Deux historiens confrontent leurs interprétations
Conférence-débat à la Mairie du 5e, 21 place du Panthéon mardi 16 juillet 2019
Accueil à partir de 19h30 début 20h précises, Entrée libre et gratuite dans la limite des places disponibles
Frédéric Régent :
« Le 16 juillet 1802, par un arrêté consulaire, non publié au bulletin des lois, Napoléon Bonaparte rétablit l’esclavage en Guadeloupe. Huit ans après l’abolition de l’esclavage votée par la Convention nationale, le 4 février 1794, celui qui dirige de manière autoritaire la France a mis fin à l’un des héritages de la Révolution française et de la Première République. Le 20 mai 1802, Napoléon Bonaparte avait déjà décidé de maintenir l’esclavage dans les colonies, où celui-ci n’avait pas été aboli (en Martinique en raison de l’occupation britannique, à la Réunion et à l’Île de France [actuelle Île Maurice] où les maîtres avaient renvoyé les agents de la République chargés de la mise en application de l’abolition). Par sa décision du 16 juillet 1802 de rétablir l’esclavage, Bonaparte veut punir la population de la Guadeloupe de s’être rebellée en mai 1802, contre l’expédition qu’il a envoyé dans l’île sous le commandement du général Richepance.

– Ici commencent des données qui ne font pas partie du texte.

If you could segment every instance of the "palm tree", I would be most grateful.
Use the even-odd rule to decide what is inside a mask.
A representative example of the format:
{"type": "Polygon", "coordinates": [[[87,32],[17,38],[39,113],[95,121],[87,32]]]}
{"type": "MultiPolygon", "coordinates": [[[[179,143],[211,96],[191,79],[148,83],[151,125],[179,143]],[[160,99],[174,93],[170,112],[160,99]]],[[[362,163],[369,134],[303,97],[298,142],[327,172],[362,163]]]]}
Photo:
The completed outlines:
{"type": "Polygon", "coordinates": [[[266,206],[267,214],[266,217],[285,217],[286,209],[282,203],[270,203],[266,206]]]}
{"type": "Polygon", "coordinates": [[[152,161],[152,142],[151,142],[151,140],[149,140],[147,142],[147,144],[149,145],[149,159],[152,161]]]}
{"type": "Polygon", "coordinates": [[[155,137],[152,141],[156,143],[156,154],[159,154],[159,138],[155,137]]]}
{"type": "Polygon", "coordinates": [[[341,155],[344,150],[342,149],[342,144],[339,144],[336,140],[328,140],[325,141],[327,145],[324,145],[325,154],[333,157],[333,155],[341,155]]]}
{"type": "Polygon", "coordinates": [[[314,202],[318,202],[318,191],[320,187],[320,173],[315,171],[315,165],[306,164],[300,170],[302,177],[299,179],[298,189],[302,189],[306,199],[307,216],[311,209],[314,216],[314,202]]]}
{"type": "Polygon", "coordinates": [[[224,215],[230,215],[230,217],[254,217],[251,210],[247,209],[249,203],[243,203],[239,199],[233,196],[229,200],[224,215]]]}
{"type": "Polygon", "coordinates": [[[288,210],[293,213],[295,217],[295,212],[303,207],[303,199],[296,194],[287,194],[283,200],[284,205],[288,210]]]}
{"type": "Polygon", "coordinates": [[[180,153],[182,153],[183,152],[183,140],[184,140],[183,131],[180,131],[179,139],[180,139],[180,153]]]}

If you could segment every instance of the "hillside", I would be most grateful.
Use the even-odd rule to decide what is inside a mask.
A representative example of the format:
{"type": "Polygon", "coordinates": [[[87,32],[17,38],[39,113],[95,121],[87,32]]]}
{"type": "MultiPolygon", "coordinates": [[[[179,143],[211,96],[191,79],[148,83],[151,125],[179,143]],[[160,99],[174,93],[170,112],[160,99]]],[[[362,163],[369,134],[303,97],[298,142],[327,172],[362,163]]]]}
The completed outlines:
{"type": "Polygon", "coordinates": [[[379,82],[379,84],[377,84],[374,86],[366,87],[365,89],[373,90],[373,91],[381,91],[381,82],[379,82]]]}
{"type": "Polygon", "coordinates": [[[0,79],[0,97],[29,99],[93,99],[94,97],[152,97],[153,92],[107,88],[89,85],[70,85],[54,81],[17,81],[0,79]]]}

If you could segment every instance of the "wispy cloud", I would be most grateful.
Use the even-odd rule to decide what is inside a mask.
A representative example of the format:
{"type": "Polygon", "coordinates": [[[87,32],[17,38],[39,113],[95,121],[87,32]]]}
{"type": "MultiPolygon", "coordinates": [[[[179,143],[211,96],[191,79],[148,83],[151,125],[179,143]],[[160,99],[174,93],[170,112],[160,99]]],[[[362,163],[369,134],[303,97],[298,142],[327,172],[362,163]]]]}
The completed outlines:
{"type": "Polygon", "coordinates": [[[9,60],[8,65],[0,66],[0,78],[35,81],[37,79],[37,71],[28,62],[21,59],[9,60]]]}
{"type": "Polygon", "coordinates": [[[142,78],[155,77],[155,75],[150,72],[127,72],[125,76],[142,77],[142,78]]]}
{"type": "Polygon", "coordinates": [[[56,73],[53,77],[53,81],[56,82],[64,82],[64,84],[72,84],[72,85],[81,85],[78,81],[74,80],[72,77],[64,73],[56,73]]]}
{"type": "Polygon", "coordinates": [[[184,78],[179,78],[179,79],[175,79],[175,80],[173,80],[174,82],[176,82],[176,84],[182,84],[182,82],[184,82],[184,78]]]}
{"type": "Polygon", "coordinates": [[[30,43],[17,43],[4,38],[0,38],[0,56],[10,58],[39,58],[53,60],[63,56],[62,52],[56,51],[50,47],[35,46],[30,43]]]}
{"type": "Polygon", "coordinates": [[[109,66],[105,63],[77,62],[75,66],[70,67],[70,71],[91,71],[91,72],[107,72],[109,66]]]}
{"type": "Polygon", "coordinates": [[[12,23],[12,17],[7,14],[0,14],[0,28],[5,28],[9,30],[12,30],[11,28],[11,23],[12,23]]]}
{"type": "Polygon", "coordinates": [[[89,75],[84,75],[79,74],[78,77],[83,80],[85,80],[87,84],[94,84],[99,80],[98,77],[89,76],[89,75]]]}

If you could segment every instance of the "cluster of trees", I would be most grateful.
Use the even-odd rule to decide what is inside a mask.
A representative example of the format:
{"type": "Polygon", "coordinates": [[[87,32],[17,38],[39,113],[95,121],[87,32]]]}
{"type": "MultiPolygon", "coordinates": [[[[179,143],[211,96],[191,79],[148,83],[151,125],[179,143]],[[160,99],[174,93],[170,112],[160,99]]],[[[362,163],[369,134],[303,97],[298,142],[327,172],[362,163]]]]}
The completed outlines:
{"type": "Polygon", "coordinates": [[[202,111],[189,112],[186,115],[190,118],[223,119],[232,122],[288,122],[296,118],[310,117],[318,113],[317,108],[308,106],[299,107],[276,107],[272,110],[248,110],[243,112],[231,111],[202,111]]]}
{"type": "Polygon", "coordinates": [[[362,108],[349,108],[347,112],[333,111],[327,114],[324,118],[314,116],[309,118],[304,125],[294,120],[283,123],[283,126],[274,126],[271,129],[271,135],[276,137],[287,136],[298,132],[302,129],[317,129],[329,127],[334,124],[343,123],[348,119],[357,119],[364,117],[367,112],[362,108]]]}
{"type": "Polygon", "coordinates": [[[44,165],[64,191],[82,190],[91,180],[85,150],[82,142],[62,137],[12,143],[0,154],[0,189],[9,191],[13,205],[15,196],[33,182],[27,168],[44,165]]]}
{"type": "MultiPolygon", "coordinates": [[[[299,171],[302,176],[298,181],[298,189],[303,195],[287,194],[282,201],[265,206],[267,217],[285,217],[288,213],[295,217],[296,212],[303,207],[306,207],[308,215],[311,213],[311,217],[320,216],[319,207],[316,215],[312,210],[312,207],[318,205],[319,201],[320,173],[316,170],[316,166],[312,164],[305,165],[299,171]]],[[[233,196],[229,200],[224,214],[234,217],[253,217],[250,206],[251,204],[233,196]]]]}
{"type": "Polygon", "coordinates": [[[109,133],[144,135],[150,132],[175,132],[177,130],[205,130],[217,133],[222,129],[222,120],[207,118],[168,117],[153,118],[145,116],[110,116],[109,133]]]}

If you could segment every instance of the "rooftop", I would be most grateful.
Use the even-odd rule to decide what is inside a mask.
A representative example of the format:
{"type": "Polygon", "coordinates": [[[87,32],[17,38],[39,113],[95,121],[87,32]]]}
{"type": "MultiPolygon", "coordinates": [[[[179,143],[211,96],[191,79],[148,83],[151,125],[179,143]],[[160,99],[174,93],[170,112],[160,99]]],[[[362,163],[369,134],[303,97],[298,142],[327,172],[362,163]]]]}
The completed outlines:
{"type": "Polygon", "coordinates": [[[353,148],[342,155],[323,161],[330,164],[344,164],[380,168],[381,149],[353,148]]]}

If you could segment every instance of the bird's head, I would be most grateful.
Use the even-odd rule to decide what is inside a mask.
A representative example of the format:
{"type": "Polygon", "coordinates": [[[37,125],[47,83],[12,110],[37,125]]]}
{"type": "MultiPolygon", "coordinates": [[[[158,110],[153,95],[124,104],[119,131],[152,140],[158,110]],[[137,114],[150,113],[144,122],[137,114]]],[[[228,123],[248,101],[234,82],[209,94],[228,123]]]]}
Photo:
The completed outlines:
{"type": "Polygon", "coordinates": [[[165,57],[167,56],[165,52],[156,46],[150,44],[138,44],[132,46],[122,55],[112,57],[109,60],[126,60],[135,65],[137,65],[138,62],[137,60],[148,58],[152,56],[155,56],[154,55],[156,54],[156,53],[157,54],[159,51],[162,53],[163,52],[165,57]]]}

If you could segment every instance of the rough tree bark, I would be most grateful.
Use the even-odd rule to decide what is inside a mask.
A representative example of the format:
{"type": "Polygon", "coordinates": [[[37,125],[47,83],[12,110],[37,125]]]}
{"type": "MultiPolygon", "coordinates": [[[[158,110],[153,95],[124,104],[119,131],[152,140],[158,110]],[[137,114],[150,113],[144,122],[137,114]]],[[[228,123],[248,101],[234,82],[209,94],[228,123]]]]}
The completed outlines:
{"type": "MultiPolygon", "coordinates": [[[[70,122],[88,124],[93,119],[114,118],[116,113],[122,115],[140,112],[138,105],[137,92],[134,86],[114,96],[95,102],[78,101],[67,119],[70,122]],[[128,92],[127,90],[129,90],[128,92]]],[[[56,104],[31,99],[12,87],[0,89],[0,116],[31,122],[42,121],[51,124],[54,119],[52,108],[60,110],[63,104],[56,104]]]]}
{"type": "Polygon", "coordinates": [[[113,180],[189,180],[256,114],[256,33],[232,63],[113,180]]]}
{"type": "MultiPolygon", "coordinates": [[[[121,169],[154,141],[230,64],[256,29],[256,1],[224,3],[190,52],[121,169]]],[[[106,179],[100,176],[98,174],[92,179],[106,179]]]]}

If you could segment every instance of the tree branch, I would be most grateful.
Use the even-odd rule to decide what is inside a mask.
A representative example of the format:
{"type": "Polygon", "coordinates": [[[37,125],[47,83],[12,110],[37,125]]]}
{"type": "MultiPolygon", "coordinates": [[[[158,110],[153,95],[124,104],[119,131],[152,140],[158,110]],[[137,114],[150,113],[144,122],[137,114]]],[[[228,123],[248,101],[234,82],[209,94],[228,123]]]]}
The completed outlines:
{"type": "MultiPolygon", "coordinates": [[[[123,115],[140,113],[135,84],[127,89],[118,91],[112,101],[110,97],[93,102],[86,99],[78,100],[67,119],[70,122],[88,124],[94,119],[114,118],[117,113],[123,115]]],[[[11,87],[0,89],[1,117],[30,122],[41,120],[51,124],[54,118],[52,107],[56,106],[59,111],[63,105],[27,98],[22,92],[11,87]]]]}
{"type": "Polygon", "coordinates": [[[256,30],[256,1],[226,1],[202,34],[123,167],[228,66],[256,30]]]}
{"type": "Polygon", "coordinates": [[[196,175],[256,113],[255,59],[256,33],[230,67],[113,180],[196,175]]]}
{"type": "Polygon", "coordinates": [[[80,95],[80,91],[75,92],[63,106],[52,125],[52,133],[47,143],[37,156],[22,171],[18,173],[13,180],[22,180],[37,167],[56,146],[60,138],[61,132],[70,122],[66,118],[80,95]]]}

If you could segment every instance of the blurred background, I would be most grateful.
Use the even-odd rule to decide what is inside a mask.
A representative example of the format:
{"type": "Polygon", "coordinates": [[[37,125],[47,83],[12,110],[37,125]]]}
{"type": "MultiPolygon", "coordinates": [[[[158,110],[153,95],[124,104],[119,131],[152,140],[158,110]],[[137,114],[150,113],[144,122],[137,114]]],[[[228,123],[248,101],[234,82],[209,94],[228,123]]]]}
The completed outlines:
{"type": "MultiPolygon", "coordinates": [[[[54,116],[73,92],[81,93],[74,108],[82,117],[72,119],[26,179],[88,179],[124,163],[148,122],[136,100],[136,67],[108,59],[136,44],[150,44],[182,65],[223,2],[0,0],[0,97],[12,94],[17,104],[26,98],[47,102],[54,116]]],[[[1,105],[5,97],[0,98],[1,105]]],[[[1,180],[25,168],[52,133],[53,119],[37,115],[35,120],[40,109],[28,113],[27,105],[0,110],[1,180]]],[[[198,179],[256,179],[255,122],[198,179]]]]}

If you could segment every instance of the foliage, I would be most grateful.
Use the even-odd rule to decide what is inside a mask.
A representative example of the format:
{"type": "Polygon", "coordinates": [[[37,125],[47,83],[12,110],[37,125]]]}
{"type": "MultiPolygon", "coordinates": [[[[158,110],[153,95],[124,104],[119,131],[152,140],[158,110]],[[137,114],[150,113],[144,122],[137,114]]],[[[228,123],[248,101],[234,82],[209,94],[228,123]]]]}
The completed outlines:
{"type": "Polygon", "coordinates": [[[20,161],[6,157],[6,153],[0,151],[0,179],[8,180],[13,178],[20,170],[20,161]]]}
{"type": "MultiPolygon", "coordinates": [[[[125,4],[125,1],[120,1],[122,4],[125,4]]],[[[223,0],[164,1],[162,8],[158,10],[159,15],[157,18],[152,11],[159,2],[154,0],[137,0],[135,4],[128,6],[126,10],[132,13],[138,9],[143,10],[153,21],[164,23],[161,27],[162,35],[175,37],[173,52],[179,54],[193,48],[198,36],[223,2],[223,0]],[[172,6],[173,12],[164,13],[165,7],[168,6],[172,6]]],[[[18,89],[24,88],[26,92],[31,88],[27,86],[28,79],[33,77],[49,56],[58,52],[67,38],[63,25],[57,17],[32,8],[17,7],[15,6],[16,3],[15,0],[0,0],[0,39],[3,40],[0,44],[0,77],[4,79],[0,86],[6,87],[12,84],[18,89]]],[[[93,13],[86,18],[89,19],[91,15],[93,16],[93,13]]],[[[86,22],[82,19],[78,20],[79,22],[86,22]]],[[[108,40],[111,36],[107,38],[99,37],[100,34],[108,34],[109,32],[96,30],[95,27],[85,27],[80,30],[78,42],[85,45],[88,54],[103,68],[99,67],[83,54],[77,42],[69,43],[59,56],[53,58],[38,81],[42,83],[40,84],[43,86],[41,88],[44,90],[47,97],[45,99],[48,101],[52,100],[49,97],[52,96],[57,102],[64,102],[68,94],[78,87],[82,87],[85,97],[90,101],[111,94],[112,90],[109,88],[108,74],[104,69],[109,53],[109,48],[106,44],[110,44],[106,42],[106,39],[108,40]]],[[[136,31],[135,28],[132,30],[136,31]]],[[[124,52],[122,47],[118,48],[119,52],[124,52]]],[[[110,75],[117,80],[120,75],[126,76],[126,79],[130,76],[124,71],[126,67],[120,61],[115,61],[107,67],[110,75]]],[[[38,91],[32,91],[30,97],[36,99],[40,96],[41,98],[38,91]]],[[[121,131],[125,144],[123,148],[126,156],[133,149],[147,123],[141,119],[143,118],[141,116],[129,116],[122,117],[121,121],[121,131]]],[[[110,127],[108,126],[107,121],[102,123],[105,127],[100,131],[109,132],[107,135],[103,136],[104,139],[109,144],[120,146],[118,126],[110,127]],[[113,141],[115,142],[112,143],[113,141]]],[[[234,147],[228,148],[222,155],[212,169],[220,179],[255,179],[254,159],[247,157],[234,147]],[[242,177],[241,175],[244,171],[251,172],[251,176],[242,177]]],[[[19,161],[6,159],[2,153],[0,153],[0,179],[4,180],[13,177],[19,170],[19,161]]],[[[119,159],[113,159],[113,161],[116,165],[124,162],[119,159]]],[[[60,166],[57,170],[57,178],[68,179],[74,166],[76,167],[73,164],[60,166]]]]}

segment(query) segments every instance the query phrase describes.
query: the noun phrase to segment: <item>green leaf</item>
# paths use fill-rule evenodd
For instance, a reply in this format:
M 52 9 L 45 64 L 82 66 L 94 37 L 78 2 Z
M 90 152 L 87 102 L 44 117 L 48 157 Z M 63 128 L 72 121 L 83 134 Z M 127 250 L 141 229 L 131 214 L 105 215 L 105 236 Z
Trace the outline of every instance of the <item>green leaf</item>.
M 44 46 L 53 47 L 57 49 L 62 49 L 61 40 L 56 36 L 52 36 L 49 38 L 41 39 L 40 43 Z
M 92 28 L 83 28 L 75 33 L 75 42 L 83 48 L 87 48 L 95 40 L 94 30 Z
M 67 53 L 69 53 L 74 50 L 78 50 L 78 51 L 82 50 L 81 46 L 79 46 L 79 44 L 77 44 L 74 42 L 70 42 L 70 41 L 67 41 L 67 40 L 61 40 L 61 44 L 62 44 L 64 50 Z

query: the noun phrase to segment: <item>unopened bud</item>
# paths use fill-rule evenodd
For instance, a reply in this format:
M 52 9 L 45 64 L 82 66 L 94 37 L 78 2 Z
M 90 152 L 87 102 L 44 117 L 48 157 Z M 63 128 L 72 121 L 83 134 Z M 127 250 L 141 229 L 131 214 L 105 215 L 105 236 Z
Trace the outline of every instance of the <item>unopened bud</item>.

Par cette mesure, celui qui est devenu l’homme le plus puissant de France et d’Europe, s’affirme aussi comme le véritable maître de la Guadeloupe. »
Pierre Branda :
« Oui, Napoléon Bonaparte a rétabli l’esclavage, après de longues hésitations. Oui, les généraux envoyés par lui aux Antilles ont férocement réprimé les révoltes des Noirs et des mulâtres. Mais c’est à ne pas replacer ces faits dans leur contexte que l’on perd le fil de l’histoire. C’est en oublier que le projet de Napoléon était d’abord géopolitique, que son ambition était » mondiale « . C’est ignorer que le rétablissement de l’esclavage intervient dans un monde où l’abolitionnisme balbutiait, son coût économique étant jugé insupportable
par un secteur qui employait alors un Français sur dix. Privilégier l’hypothèse » raciste « , lire l’histoire à l’envers, d’aujourd’hui à hier et – pourquoi pas ? – à avant-hier, ne peut que contribuer à une utilisation déréglée d’une mémoire pourtant si utile lorsqu’elle ne se confond pas avec le militantisme partial. Pour tirer un bilan honnête, un historien doit mettre de côté ses bons sentiments, et reprendre le dossier de l’esclavage et des colonies pièce à pièce, en s’évertuant de rassembler la documentation la plus complète et de débusquer un élément inédit »
Deux historiens :
Pierre Branda
Chef du service Patrimoine
Fondation Napoléon
et
Frédéric Régent
Maître de conférences en Histoire à Paris 1 Panthéon-Sorbonne
Institut d’Histoire de la Révolution française (IHRF-IHMC)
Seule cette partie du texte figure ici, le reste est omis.